In order to load variables from a database or file you must first have the variable names and the variable contents defined in the database table or in the file. The file might be a spreadsheet or text file but it must have one column or field defined for the variable names and a second column or field defined for the variable contents.

Within the QlikView loadscript you first load the variable names and contents into a QlikView table. From a database you might code it something like this:

RPT_VARS:
SQL SELECT
VAR_NAME,
VAR_VALUE
FROM REPORT_VARIABLES;

Then insert some code like this to convert the table into document variables:

Let RowCount = NumMax(NoOfRows('RPT_VARS'),0)-1;
For i=0 to '$(RowCount)'
  Let TempVarName = peek('VAR_NAME',$(i),'RPT_VARS');
  Let TempVarValue = peek('VAR_VALUE',$(i),'RPT_VARS');
  Let $(TempVarName) = '$(TempVarValue)';
  next

//If the table is no longer needed it can be dropped
Drop table RPT_VARS;

Note the NumMax function.

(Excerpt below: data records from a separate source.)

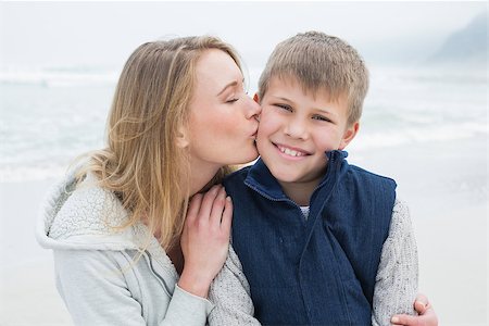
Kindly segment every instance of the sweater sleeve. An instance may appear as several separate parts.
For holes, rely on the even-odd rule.
[[[209,325],[261,325],[253,317],[250,285],[242,272],[238,255],[229,246],[227,260],[211,284],[209,299],[215,304],[209,315]]]
[[[415,315],[417,248],[408,206],[396,199],[389,235],[378,265],[372,325],[391,325],[394,314]]]
[[[106,251],[54,250],[55,281],[75,325],[147,325],[141,293],[129,290],[124,268]],[[164,294],[166,296],[166,294]],[[213,304],[175,287],[159,325],[205,325]]]

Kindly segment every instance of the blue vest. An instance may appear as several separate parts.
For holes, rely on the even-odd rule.
[[[371,325],[396,183],[327,153],[305,220],[263,161],[229,175],[233,247],[264,325]]]

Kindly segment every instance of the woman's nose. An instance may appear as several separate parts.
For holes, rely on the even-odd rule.
[[[253,101],[250,97],[247,96],[247,118],[256,117],[260,113],[262,113],[262,106],[260,106],[260,104]]]

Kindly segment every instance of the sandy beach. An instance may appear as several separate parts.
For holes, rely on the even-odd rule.
[[[487,139],[361,151],[349,161],[389,175],[408,202],[419,252],[419,290],[440,325],[487,325]],[[0,325],[72,325],[51,253],[34,238],[52,179],[0,185]]]

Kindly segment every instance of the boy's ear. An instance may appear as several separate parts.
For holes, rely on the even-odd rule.
[[[341,143],[339,146],[339,150],[343,150],[347,147],[347,145],[349,145],[350,141],[352,141],[353,138],[355,138],[356,133],[359,133],[359,128],[360,123],[355,122],[350,127],[348,127],[347,130],[344,130],[343,138],[341,139]]]
[[[189,146],[189,140],[187,137],[187,130],[184,127],[178,128],[178,134],[176,137],[176,145],[179,148],[186,148]]]

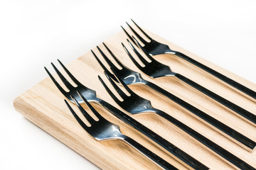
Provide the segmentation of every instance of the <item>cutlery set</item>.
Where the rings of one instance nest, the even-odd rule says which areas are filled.
[[[165,88],[159,86],[154,82],[156,82],[158,78],[166,79],[169,84],[172,84],[174,79],[176,81],[179,81],[184,84],[188,89],[197,91],[201,94],[205,98],[210,98],[216,102],[218,105],[225,108],[229,112],[241,118],[242,121],[249,124],[252,127],[256,127],[256,115],[251,111],[247,110],[243,108],[243,106],[235,103],[230,100],[226,99],[221,96],[221,95],[208,89],[203,85],[201,85],[196,81],[192,80],[182,74],[174,72],[171,69],[171,66],[169,66],[158,62],[154,57],[155,55],[168,55],[171,54],[172,56],[178,57],[185,62],[193,67],[198,67],[203,72],[209,74],[215,79],[219,79],[226,84],[228,87],[233,88],[234,91],[239,91],[240,93],[244,94],[250,100],[253,101],[256,98],[256,92],[250,88],[237,82],[231,78],[229,78],[224,74],[215,71],[215,69],[208,67],[201,62],[188,57],[188,55],[178,52],[171,50],[168,45],[165,45],[157,42],[146,34],[134,21],[132,20],[136,29],[127,23],[128,28],[122,28],[124,34],[127,36],[127,42],[129,47],[126,47],[124,42],[119,42],[121,47],[118,47],[119,50],[123,50],[126,54],[126,60],[129,60],[136,67],[140,70],[147,79],[144,79],[140,73],[132,70],[130,67],[122,63],[120,61],[119,53],[112,51],[110,43],[103,42],[103,49],[97,46],[96,51],[91,50],[92,60],[98,64],[97,67],[102,68],[102,72],[108,82],[103,80],[102,77],[98,75],[98,82],[102,84],[102,89],[105,93],[107,93],[111,98],[122,108],[122,110],[110,104],[105,100],[97,97],[96,91],[89,89],[85,84],[82,84],[73,75],[72,69],[68,69],[64,64],[58,60],[60,63],[62,70],[65,75],[61,73],[57,67],[51,63],[54,70],[55,71],[58,78],[58,80],[54,78],[48,69],[45,67],[45,69],[49,75],[52,81],[53,81],[55,86],[59,91],[68,99],[64,99],[67,108],[63,109],[68,109],[70,114],[73,115],[74,118],[71,119],[73,121],[77,121],[82,129],[85,130],[92,137],[98,142],[117,140],[124,142],[127,144],[132,147],[135,152],[139,152],[143,157],[148,159],[149,162],[152,162],[159,166],[159,168],[164,169],[179,169],[176,165],[169,162],[165,159],[162,158],[157,153],[154,153],[151,148],[144,146],[142,143],[139,142],[137,139],[124,135],[120,131],[119,125],[112,123],[111,120],[104,118],[101,111],[97,111],[95,107],[90,104],[94,103],[99,105],[102,109],[107,110],[117,120],[127,125],[131,128],[134,129],[145,137],[150,142],[156,144],[159,149],[166,152],[170,157],[181,162],[188,169],[212,169],[210,167],[205,164],[203,160],[197,160],[194,157],[191,156],[190,154],[186,153],[187,150],[183,150],[175,144],[169,142],[169,140],[161,137],[156,131],[159,128],[164,128],[162,125],[159,124],[158,127],[154,129],[149,128],[144,123],[142,124],[134,118],[134,115],[142,115],[141,116],[148,116],[149,115],[156,115],[156,116],[163,118],[166,123],[172,124],[177,128],[181,129],[186,134],[191,136],[195,140],[202,144],[206,149],[210,150],[213,154],[220,158],[223,161],[230,165],[233,168],[236,169],[252,170],[256,169],[254,165],[248,164],[246,161],[241,159],[241,157],[234,154],[229,149],[217,144],[213,141],[212,139],[206,137],[204,134],[198,132],[196,130],[191,128],[190,125],[186,125],[182,121],[178,120],[169,113],[169,111],[164,111],[162,110],[162,106],[153,106],[151,105],[151,99],[146,98],[144,96],[140,96],[137,94],[137,91],[132,90],[130,86],[145,86],[148,87],[149,91],[151,90],[154,91],[155,97],[159,98],[165,98],[166,102],[164,104],[171,103],[172,105],[178,106],[182,108],[182,110],[186,110],[190,115],[193,115],[198,121],[202,122],[206,126],[209,126],[218,133],[221,134],[223,137],[228,138],[233,142],[237,144],[237,147],[241,147],[241,149],[245,149],[245,152],[249,152],[253,157],[253,150],[256,147],[256,142],[250,137],[245,136],[242,133],[235,130],[230,125],[226,125],[221,120],[216,119],[211,115],[211,113],[208,113],[205,110],[201,110],[201,107],[194,106],[193,104],[186,100],[183,100],[181,96],[174,95]],[[129,33],[129,29],[131,33]],[[138,33],[142,33],[140,35]],[[142,45],[143,44],[143,45]],[[100,55],[97,55],[100,54]],[[104,60],[101,60],[102,58]],[[82,74],[90,74],[90,72],[81,72]],[[67,76],[68,78],[67,79]],[[170,76],[170,77],[169,77]],[[166,78],[165,78],[166,77]],[[149,79],[156,79],[154,81],[148,81]],[[71,80],[71,81],[70,81]],[[86,81],[90,79],[86,80]],[[60,81],[60,83],[58,83]],[[74,85],[73,84],[75,84]],[[110,85],[107,85],[110,84]],[[52,84],[47,84],[47,86],[52,87]],[[173,89],[175,91],[176,89]],[[200,106],[200,105],[199,105]],[[87,109],[89,108],[89,109]],[[79,110],[75,111],[75,110]],[[87,111],[90,110],[90,111]],[[212,110],[215,111],[215,110]],[[92,116],[92,115],[94,115]],[[81,116],[83,116],[82,118]],[[135,116],[135,115],[134,115]],[[154,120],[152,120],[154,121]],[[76,128],[80,128],[77,127]],[[172,129],[168,130],[171,131]],[[255,133],[255,132],[251,132]],[[168,134],[166,134],[168,135]],[[174,139],[175,140],[175,139]],[[256,162],[256,159],[254,159]],[[139,162],[139,160],[138,160]]]

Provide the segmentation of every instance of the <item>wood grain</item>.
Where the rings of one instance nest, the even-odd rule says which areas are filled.
[[[220,68],[153,33],[149,33],[149,35],[156,40],[168,44],[171,49],[181,51],[243,85],[252,89],[256,89],[256,85],[252,82]],[[121,32],[109,38],[105,41],[105,43],[122,62],[131,69],[141,72],[133,64],[122,49],[121,42],[123,42],[127,47],[128,47],[128,50],[129,50],[125,34]],[[104,50],[103,51],[106,54],[108,54],[102,45],[99,46],[102,50]],[[96,49],[94,51],[103,61],[98,51]],[[193,67],[191,64],[171,55],[158,55],[155,58],[159,62],[169,65],[173,71],[193,79],[199,84],[212,90],[252,113],[256,113],[255,101],[254,99],[241,94],[240,91],[200,69]],[[103,74],[102,69],[97,64],[90,52],[66,65],[68,69],[82,84],[95,90],[98,97],[120,108],[110,97],[98,80],[97,75],[100,75],[105,81],[110,86]],[[48,68],[50,69],[50,66]],[[50,72],[52,73],[54,72],[53,69],[50,69]],[[62,72],[63,73],[64,72]],[[181,82],[176,78],[165,77],[152,79],[143,74],[142,74],[146,79],[164,88],[256,141],[255,126],[247,123],[241,118],[237,116],[233,111],[218,103],[213,99],[193,89],[193,88]],[[55,76],[58,82],[60,82],[55,74],[53,74],[53,76]],[[60,84],[63,85],[62,84]],[[208,125],[198,120],[189,111],[187,111],[176,103],[150,90],[147,87],[142,85],[132,85],[130,87],[137,94],[142,96],[145,98],[150,98],[152,105],[156,108],[166,111],[256,168],[255,153],[250,153],[242,149],[235,142],[210,128]],[[134,149],[122,142],[112,140],[100,142],[94,140],[80,126],[71,115],[63,101],[64,98],[65,97],[60,94],[50,78],[48,77],[18,96],[14,100],[14,105],[15,108],[28,120],[102,169],[160,169]],[[150,140],[148,140],[140,132],[117,119],[110,113],[97,104],[93,104],[93,106],[107,120],[118,124],[124,134],[149,148],[151,151],[162,157],[177,168],[188,169],[187,166],[178,162],[169,153],[161,150],[160,147]],[[74,105],[72,105],[72,106],[73,106],[73,108],[77,113],[79,113]],[[86,109],[87,110],[87,108]],[[234,169],[233,166],[218,157],[204,145],[163,118],[149,113],[132,115],[132,117],[180,149],[186,151],[188,154],[210,168],[210,169]]]

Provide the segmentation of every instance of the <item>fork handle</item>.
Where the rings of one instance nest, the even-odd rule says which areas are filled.
[[[204,71],[210,73],[210,74],[215,76],[215,77],[221,79],[222,81],[225,81],[225,83],[228,84],[229,85],[235,87],[235,89],[242,91],[243,93],[246,94],[247,95],[251,96],[253,98],[256,99],[256,92],[250,89],[249,88],[240,84],[240,83],[228,78],[228,76],[215,71],[214,69],[203,64],[198,61],[189,57],[188,56],[180,52],[175,52],[175,55],[186,61],[200,67],[201,69],[203,69]]]
[[[173,95],[172,94],[168,92],[167,91],[161,89],[161,87],[151,82],[146,81],[146,84],[149,87],[152,88],[153,89],[166,96],[171,100],[175,101],[182,107],[186,108],[193,114],[196,115],[201,119],[208,123],[208,124],[210,124],[213,128],[214,128],[214,129],[217,130],[219,132],[227,135],[228,137],[230,137],[229,138],[235,140],[235,142],[239,142],[239,144],[241,144],[241,146],[243,147],[245,149],[252,152],[256,147],[256,142],[251,140],[245,135],[240,134],[240,132],[235,131],[235,130],[232,129],[231,128],[228,127],[220,121],[206,114],[203,111],[198,109],[197,108],[193,106],[188,103],[183,101],[178,97]],[[237,143],[238,144],[238,142]]]
[[[162,118],[166,119],[167,120],[171,122],[188,135],[198,140],[200,142],[203,144],[205,146],[210,148],[211,150],[215,152],[215,153],[220,155],[222,157],[225,158],[227,161],[231,162],[238,168],[241,169],[255,169],[252,167],[250,165],[247,164],[238,157],[235,157],[228,151],[225,150],[224,148],[221,147],[220,146],[218,145],[210,140],[208,139],[207,137],[204,137],[203,135],[201,135],[196,130],[191,129],[188,126],[186,125],[183,123],[180,122],[179,120],[176,120],[176,118],[173,118],[172,116],[169,115],[165,112],[162,110],[152,108],[151,110],[153,112],[157,113]]]
[[[209,169],[206,166],[111,104],[100,98],[96,98],[95,101],[110,110],[114,115],[132,126],[193,169],[198,170]]]
[[[133,139],[132,139],[129,137],[123,136],[123,140],[126,142],[127,142],[129,144],[132,146],[134,148],[135,148],[137,150],[140,152],[142,154],[143,154],[144,156],[154,162],[156,164],[159,165],[161,167],[162,167],[164,169],[171,169],[171,170],[178,170],[176,167],[174,167],[173,165],[168,163],[166,161],[161,158],[160,157],[157,156]]]
[[[220,96],[219,95],[212,92],[211,91],[209,91],[208,89],[193,81],[187,77],[183,76],[181,74],[176,73],[174,74],[174,76],[180,80],[183,81],[183,82],[189,84],[190,86],[201,91],[202,93],[206,94],[209,97],[218,101],[225,106],[229,108],[232,110],[236,112],[237,113],[238,113],[238,115],[240,115],[245,120],[249,120],[248,123],[252,123],[253,125],[256,125],[256,115],[252,114],[252,113],[246,110],[245,109],[240,107],[239,106],[228,101],[227,99]]]

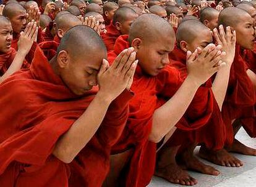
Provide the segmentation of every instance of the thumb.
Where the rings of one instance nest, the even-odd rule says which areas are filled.
[[[106,70],[109,68],[109,64],[108,63],[108,62],[106,59],[103,59],[102,60],[102,64],[100,66],[100,69],[99,71],[98,74],[103,74],[104,73],[106,72]]]

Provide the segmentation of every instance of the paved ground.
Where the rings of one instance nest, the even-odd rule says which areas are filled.
[[[256,138],[250,138],[241,129],[236,138],[245,145],[256,148]],[[195,152],[198,151],[198,148]],[[228,168],[221,167],[203,161],[208,165],[211,165],[221,172],[218,177],[190,172],[190,175],[198,180],[195,187],[256,187],[256,156],[244,156],[234,154],[237,158],[244,162],[244,166],[241,168]],[[174,187],[183,186],[173,185],[163,179],[153,177],[148,187]]]

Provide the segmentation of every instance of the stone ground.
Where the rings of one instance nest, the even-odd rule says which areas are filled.
[[[256,148],[256,138],[250,138],[244,129],[241,129],[236,138],[247,146]],[[198,152],[197,148],[195,154]],[[256,156],[244,156],[234,154],[238,159],[244,162],[244,166],[240,168],[222,167],[210,163],[204,160],[203,162],[214,166],[221,173],[217,177],[210,176],[189,172],[190,174],[197,178],[198,183],[195,187],[256,187]],[[177,187],[185,186],[171,184],[167,181],[154,177],[148,187]]]

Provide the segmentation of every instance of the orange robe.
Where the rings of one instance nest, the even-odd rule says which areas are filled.
[[[70,164],[51,154],[97,91],[94,87],[83,96],[74,94],[39,48],[30,70],[4,81],[0,86],[0,103],[6,107],[0,116],[0,186],[67,187],[74,165],[83,169],[75,170],[75,176],[80,174],[84,180],[82,186],[101,186],[108,171],[110,148],[128,117],[130,92],[124,91],[111,104],[98,130]]]

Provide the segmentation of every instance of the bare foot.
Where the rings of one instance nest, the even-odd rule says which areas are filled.
[[[176,163],[171,163],[163,168],[156,168],[155,175],[167,180],[169,182],[182,185],[193,186],[197,184],[197,180],[186,170],[183,170]]]
[[[256,149],[247,147],[236,139],[234,140],[232,147],[228,151],[230,152],[235,152],[242,154],[256,156]]]
[[[198,155],[203,159],[222,166],[239,167],[244,165],[240,160],[224,149],[215,151],[201,146]]]
[[[185,164],[187,169],[211,175],[218,175],[220,173],[220,172],[213,167],[206,165],[200,161],[194,156],[193,153],[186,154],[184,153],[181,156],[181,162]]]

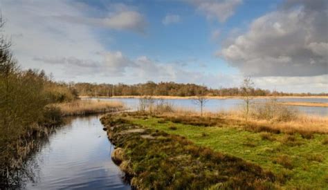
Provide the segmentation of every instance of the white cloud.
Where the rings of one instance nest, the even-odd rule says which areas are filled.
[[[53,17],[69,23],[140,32],[145,32],[146,26],[144,17],[138,12],[134,10],[122,10],[110,14],[108,17],[104,18],[84,18],[69,15],[55,16]]]
[[[254,20],[247,32],[224,46],[217,55],[245,75],[327,74],[327,3],[305,1],[288,1],[283,9]]]
[[[219,29],[212,31],[211,39],[212,41],[217,41],[219,39],[219,37],[220,37],[220,35],[221,35],[221,31]]]
[[[169,25],[171,23],[179,23],[181,21],[181,18],[178,15],[167,15],[162,21],[163,24]]]
[[[123,56],[121,52],[107,52],[104,55],[104,63],[107,70],[111,75],[122,76],[128,68],[136,67],[136,64]]]
[[[216,19],[226,21],[233,16],[235,9],[242,0],[185,0],[196,6],[197,10],[206,15],[209,19]]]

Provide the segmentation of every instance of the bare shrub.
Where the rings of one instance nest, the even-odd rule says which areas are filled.
[[[252,115],[258,120],[269,122],[290,122],[295,120],[298,111],[290,106],[280,105],[275,98],[264,104],[257,104],[254,107]]]

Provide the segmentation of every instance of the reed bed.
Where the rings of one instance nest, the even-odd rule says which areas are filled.
[[[124,110],[124,105],[120,102],[99,100],[77,100],[55,106],[60,108],[63,116],[86,115]]]
[[[203,117],[199,116],[198,111],[191,108],[173,106],[170,109],[171,111],[154,113],[159,117],[182,118],[185,123],[188,123],[188,120],[193,121],[193,123],[195,120],[198,120],[203,124],[208,121],[209,124],[213,124],[213,120],[215,120],[215,126],[241,127],[257,132],[298,133],[304,135],[311,133],[328,134],[328,117],[307,115],[293,109],[286,109],[288,108],[286,106],[277,107],[275,108],[275,115],[277,116],[270,117],[267,117],[266,112],[253,109],[247,121],[242,109],[205,111]]]

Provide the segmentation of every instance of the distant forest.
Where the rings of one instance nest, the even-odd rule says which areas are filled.
[[[155,83],[148,82],[145,84],[127,85],[124,84],[71,84],[81,96],[132,96],[132,95],[161,95],[161,96],[239,96],[242,95],[239,88],[221,88],[213,89],[204,86],[194,84],[178,84],[173,82]],[[253,96],[270,95],[327,95],[327,93],[286,93],[271,91],[258,88],[253,88],[251,95]]]

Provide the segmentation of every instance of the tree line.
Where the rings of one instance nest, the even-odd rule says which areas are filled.
[[[72,101],[78,93],[43,70],[21,69],[3,27],[0,17],[0,187],[5,188],[17,182],[16,169],[35,144],[31,137],[44,132],[58,113],[48,105]]]
[[[161,82],[155,83],[147,82],[144,84],[91,84],[76,83],[71,84],[79,95],[81,96],[132,96],[132,95],[152,95],[152,96],[242,96],[242,88],[220,88],[217,89],[208,88],[203,85],[195,84],[179,84],[173,82]],[[251,96],[292,96],[292,95],[327,95],[328,93],[288,93],[259,88],[249,89],[249,95]]]

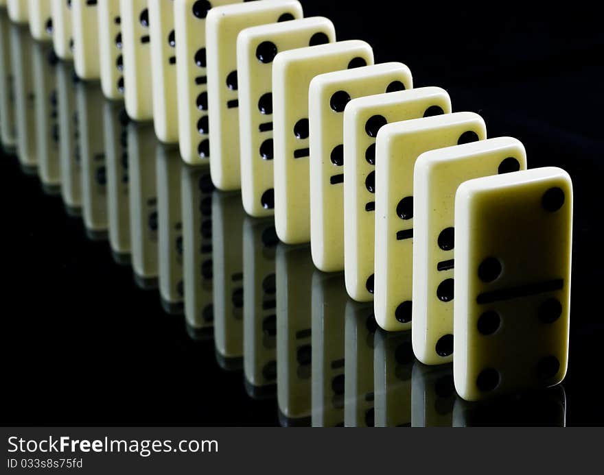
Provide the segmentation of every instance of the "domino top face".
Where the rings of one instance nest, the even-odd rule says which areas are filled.
[[[351,40],[277,55],[272,66],[275,218],[279,239],[310,241],[308,90],[320,74],[373,64],[373,51]]]
[[[73,64],[83,80],[99,79],[98,5],[96,1],[72,0],[71,29],[73,35]]]
[[[382,328],[402,330],[411,326],[413,170],[418,157],[428,150],[486,138],[485,121],[474,112],[397,122],[380,130],[375,152],[373,307],[375,320]],[[450,283],[439,290],[441,300],[452,299]]]
[[[241,187],[237,36],[245,28],[301,18],[297,0],[264,0],[210,10],[206,21],[210,171],[222,190]],[[242,78],[242,82],[246,78]]]
[[[336,40],[333,23],[313,17],[243,30],[237,42],[241,193],[248,214],[270,216],[275,209],[272,146],[272,64],[284,51]],[[259,59],[262,58],[262,59]]]
[[[209,156],[206,17],[212,7],[238,1],[174,0],[178,144],[189,165],[200,165]]]
[[[149,0],[153,124],[165,143],[178,141],[174,0]]]
[[[71,3],[65,0],[52,2],[52,42],[54,52],[62,60],[71,60]]]
[[[413,87],[399,62],[322,74],[310,83],[310,242],[323,271],[344,270],[344,110],[354,98]]]
[[[412,335],[417,358],[428,365],[453,360],[455,192],[463,182],[526,169],[524,147],[499,137],[423,154],[413,182]],[[393,321],[393,324],[395,324]]]
[[[466,400],[564,379],[572,201],[570,177],[555,167],[458,188],[453,368]]]
[[[444,89],[419,88],[359,97],[344,112],[345,275],[348,295],[358,302],[373,297],[375,138],[388,122],[451,112]]]
[[[151,48],[147,0],[120,0],[124,64],[124,99],[135,121],[153,119],[153,94],[149,77]]]

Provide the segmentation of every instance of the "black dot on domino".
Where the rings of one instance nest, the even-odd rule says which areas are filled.
[[[350,102],[350,95],[345,90],[338,90],[334,93],[329,99],[329,106],[335,112],[343,112],[346,108],[346,104]]]
[[[411,321],[413,304],[409,300],[404,302],[397,307],[394,312],[394,317],[397,321],[402,324],[408,324]]]
[[[256,48],[256,58],[265,64],[272,62],[277,53],[277,45],[272,41],[263,41]]]
[[[365,132],[370,137],[377,137],[380,129],[388,123],[386,117],[382,115],[374,115],[369,117],[365,123]]]
[[[364,66],[367,65],[367,62],[362,58],[360,58],[357,56],[351,60],[349,63],[348,63],[348,69],[353,69],[354,68],[361,68]]]
[[[500,175],[502,173],[511,173],[520,169],[520,163],[513,157],[508,157],[499,164],[498,171]]]
[[[463,145],[464,143],[472,143],[472,142],[478,142],[480,140],[478,138],[478,134],[476,134],[474,130],[467,130],[467,132],[463,132],[461,136],[459,136],[459,139],[457,141],[458,145]]]
[[[275,157],[272,138],[267,138],[260,145],[260,156],[264,160],[272,160]]]
[[[478,266],[478,278],[484,282],[493,282],[501,273],[501,263],[494,257],[487,257]]]
[[[443,251],[450,251],[455,246],[455,228],[447,228],[439,234],[439,247]]]
[[[557,299],[550,298],[539,306],[539,319],[544,324],[553,324],[562,315],[562,304]]]
[[[198,0],[193,4],[193,14],[200,19],[205,19],[211,8],[212,4],[207,0]]]
[[[454,282],[453,279],[443,280],[437,288],[437,297],[441,302],[451,302],[453,300]]]
[[[397,205],[397,216],[405,221],[413,217],[413,197],[408,196],[401,199]]]
[[[275,208],[275,190],[272,188],[266,190],[260,197],[260,204],[265,210],[272,210]]]
[[[231,90],[237,90],[238,84],[237,81],[237,71],[233,71],[226,76],[226,87]]]
[[[344,165],[344,145],[336,145],[332,150],[332,163],[336,167],[342,167]]]
[[[500,380],[499,372],[497,369],[487,368],[481,371],[476,378],[476,387],[480,391],[487,393],[499,386]]]
[[[564,204],[564,192],[559,188],[550,188],[543,195],[541,206],[546,211],[554,212]]]
[[[386,88],[386,92],[396,93],[397,91],[404,90],[405,89],[405,85],[401,81],[393,81]]]
[[[325,45],[329,42],[329,37],[323,32],[315,33],[308,42],[309,46],[317,46],[318,45]]]
[[[308,119],[301,119],[296,123],[296,125],[294,125],[294,135],[295,135],[297,138],[303,140],[304,138],[308,138]]]
[[[489,310],[478,317],[476,328],[481,334],[493,334],[501,326],[501,317],[497,312]]]
[[[266,115],[272,114],[272,94],[266,93],[262,95],[258,101],[258,110]]]

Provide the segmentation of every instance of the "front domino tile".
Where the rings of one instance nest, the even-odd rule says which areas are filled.
[[[77,76],[73,65],[62,61],[57,64],[56,72],[61,196],[67,213],[71,216],[78,216],[82,212],[82,160],[80,121],[76,99]]]
[[[277,234],[284,243],[310,241],[310,82],[320,74],[373,63],[371,47],[358,40],[283,51],[275,59],[275,221]]]
[[[147,0],[119,0],[119,12],[126,110],[135,121],[150,121],[153,119],[153,90]]]
[[[417,362],[413,365],[412,427],[450,427],[456,399],[452,365],[434,367]]]
[[[243,221],[239,193],[212,195],[214,342],[219,365],[238,371],[243,365]]]
[[[51,0],[52,14],[52,44],[54,52],[62,60],[73,58],[71,51],[73,38],[71,30],[71,2]]]
[[[277,391],[282,426],[308,426],[312,414],[314,266],[307,245],[277,249]]]
[[[222,190],[241,188],[239,140],[237,37],[242,30],[267,23],[302,18],[297,0],[270,0],[214,8],[206,21],[207,101],[198,107],[208,110],[209,149],[200,149],[210,160],[212,181]]]
[[[124,265],[130,263],[128,123],[123,103],[104,101],[103,123],[107,160],[109,244],[113,259]]]
[[[181,156],[189,165],[207,161],[199,150],[209,150],[207,110],[198,103],[207,102],[205,19],[213,6],[241,0],[174,0],[174,34],[176,42],[176,96],[178,143]],[[201,122],[200,122],[201,121]],[[201,132],[200,132],[200,130]]]
[[[137,284],[156,289],[158,275],[155,134],[150,123],[128,124],[130,232]]]
[[[344,263],[346,289],[358,302],[373,300],[375,137],[382,125],[451,112],[437,87],[351,100],[344,112]]]
[[[51,0],[27,1],[32,36],[38,41],[50,41],[53,36]]]
[[[157,215],[159,293],[170,314],[183,312],[183,207],[178,147],[157,142]]]
[[[181,175],[183,203],[183,273],[185,319],[196,339],[213,331],[212,192],[210,167],[185,165]]]
[[[119,0],[99,1],[99,53],[101,86],[105,97],[124,99],[124,40]]]
[[[453,369],[463,399],[564,378],[572,206],[570,177],[559,168],[476,178],[457,189]]]
[[[411,373],[415,358],[410,333],[387,333],[382,330],[375,332],[375,427],[411,425]]]
[[[86,235],[93,240],[107,238],[107,169],[105,139],[99,112],[103,96],[96,84],[76,84],[80,151],[82,160],[82,205]]]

That is necessary if the RPT_VARS table were ever empty; a null RowCount variable will cause a never-ending loop.

At work we have some reports where all of the expressions and titles and field labels are handled with variables. This allows us to use the same report at several different companies but the appearance and functionality of the report is tailored to local terminology and business practice. Another way to use this concept might allow the same report at a single company to look and work differently when it loads data from different databases that contain different sets of customized variables. So, a standard sales report could look different for the Commercial Division than it does at the Baked Goods Division.